Terahertz applications will be covered at SPIE Photonics West – http://spie.org/pw
Despite a wide range of potential applications, the terahertz field is not as well-known as the optical or microwave fields, explained University of California, Los Angeles (UCLA), associate professor Mona Jarrahi during a recent tour of her lab.
As a result, she said, terahertz researchers find they have to do more explaining about the technology’s potential when discussing how it might contribute to solutions to other researchers’ problems.
The unique spectral signatures of many molecules when exposed to terahertz waves allow for identification of many chemicals and materials, so the technology lends itself to many potential applications.
The SPIE Senior Member has been working in the terahertz domain for nearly a decade and knows from firsthand experience why the field has struggled to find wide acceptance:
“The radiation power of sources is not very high, the detection sensitivity of detectors is not very high, and the available devices that show good performance often don’t offer compact, low-cost platforms,” Jarrahi said
Dr.

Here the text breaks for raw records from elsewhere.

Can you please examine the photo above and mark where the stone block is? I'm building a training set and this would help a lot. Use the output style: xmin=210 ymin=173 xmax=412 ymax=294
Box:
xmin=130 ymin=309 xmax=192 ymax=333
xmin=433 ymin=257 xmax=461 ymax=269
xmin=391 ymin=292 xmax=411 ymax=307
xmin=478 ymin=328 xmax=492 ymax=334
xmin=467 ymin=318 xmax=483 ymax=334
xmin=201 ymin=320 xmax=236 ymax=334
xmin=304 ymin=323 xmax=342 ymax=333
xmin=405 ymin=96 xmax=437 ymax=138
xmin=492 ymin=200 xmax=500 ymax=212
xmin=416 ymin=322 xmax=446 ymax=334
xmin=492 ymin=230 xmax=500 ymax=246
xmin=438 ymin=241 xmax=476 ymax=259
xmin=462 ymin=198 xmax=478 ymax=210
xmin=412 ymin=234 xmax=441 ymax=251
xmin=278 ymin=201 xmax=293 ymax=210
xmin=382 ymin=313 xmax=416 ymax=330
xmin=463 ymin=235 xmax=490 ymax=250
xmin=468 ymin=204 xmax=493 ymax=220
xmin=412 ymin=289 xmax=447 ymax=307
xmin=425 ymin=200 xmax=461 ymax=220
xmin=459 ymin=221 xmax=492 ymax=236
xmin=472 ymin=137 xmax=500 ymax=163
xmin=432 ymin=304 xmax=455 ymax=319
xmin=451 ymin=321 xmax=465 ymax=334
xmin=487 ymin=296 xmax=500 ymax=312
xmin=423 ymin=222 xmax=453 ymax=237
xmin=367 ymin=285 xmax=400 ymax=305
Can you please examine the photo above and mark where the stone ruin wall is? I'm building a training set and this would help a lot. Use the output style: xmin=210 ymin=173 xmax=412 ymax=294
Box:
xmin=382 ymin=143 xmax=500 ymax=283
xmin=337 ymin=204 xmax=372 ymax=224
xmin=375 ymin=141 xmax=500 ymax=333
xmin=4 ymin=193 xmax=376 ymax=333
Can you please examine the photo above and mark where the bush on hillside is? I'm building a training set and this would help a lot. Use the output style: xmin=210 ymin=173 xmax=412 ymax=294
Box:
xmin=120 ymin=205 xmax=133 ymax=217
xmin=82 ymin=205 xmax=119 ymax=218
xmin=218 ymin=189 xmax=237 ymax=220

Jarrahi and her team at UCLA began working on creating terahertz sources and detectors that could help bridge these gaps.
Based on accolades, their efforts seem to be working. Jarrahi has earned numerous awards for her research, including a Presidential Early Career Award for Scientists and Engineers in 2014. Just last year, she was one of five inaugural Moore Inventor Fellows named by the Gordon and Betty Moore Foundation.
“We are trying to really pinpoint major challenges that we have on the device side.” Jarrahi said. At the same time, “whenever we come up with better device performance, that motivates us to look at potential applications that were stopped up to this point because of lack of those functionalities. So we are also looking at a lot of applications.”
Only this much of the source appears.